Competency Evaluation in Sexual Assault

Last reviewed: December 5, 2007 ~25 min read

Competency Evaluation in Sexual Assault Nursing

The report of the U.S. Department of Justice Office of Violence Against Women entitled: "A National Protocol for Sexual Assault Medical Forensic Examinations: Adults and Adolescents" relates that: "Sexual assault can result in physical trauma and significant mental anguish and suffering for victims. Victims may be reluctant, however, to report the assault to law enforcement and to seek medical attention for a variety of reasons." (2004) This is because victims fear their assailants and worry that they may not be believed and they also feel embarrassed and lack easily accessible services. The U.S. Department of Justice Office of Violence Against Women reports the development of a protocol based on national, local and tribal experts input throughout the United States, which included representative of law enforcement, prosecutors, advocates, medical personnel, forensic experts as well as others.

Protocol Goals

The protocol is stated to have the goals as follows: (1) to supplement the many excellent protocols that have been developed by individual states, tribes and local jurisdictions and those at the national level. This protocol is considered to be a guideline rather than a list of requirements; (2) to provide guidance to jurisdictions on responding to victims that are adults or adolescents; (3) to support the use of coordinated community responses to sexual violence; (4) Address the needs of victims while promoting the response of the criminal justice system. This includes stabilization, treatment and engagement of victims as "essential partners in the criminal investigation"; and (5) to promote high-quality, sensitive, and supportive exams for all victims, with no regards to their jurisdiction or geographical location of the provision of service. (the U.S. Department of Justice, 2004)

II. Operational Issues

Under the section entitled 'Operational Issues' specifically addressed is the role of 'Sexual Assault Forensic Examiners' which are the health care professionals who conduct the examination stating that "It is critical that all examiners, regardless of their discipline, are committed to providing compassionate and quality care for patients disclosing sexual assault, collecting evidence competently, and testifying in court as needed." (the U.S. Department of Justice, 2004) Recommendations for building the capacity of examiners performing these exams in jurisdictions include: (1) Encourage the development of specific examiner knowledge, skills and attitudes; and (2) Encourage advanced education and supervised clinical practice of examiners, as well as certification for nurses who are examiners." (the U.S. Department of Justice, 2004) There are specifications that facilities are obligated to meet and recommendations for jurisdictions in terms of the building of capacity of the health care facilities for responding to sexual assault cases however, the information most important to the nurse includes aspects of proper methods and procedures in terms of evidence documentation. Generally, the jurisdictions will have standardized sexual assault collection kits or will purchase kits that are premade through vendors. Despite the variations, critical components of the kits include: (1) a kit container; (2) Instruction sheet or checklist; (3) Forms; and (4) Materials for collection and preservation of evidence required by the crime forensics laboratory. (the U.S. Department of Justice, 2004)

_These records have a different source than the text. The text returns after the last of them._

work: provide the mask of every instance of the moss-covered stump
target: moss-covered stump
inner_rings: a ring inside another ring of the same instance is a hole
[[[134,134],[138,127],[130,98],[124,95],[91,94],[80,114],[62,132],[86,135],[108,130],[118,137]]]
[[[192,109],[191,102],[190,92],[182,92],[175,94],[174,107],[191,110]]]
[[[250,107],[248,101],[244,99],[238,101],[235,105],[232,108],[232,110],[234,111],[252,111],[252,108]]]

III. Type of Evidence Collected

Evidence that may be collected however, this is not an exhaustive list includes: (1) Clothing; (2) Foreign materials on the body; (3) Hair (including head and pubic hair samples and combings); (4) Oral and anogenital swabs and smears; (5) Body swabs; and (6) a blood or saliva sample for DNA analysis and comparison. (U.S. Department of Justice, 2004) Other necessary knowledge for the nurse according to the U.S. Department of Justice includes considerations of timing when collecting evidence. The rule-of-thumb is that data should be collected within 72 hours after the assault because evidence collected "...beyond that point is conceivable." (the U.S. Department of Justice, 2004) Because this is so, the cutoff or limitation has been lengthened to between five days and one week in some jurisdictions. As the technologies of DNA advance the time limits are being noted by the U.S. Department of Justice to be extended even further and as well this is attributed to the stability of DNA as evidence. The U.S. Department of Justice notes that there are cases being solved presently that when the evidence was collected over two years ago the evidence was considered in too small of samples to be usable in forensic testing.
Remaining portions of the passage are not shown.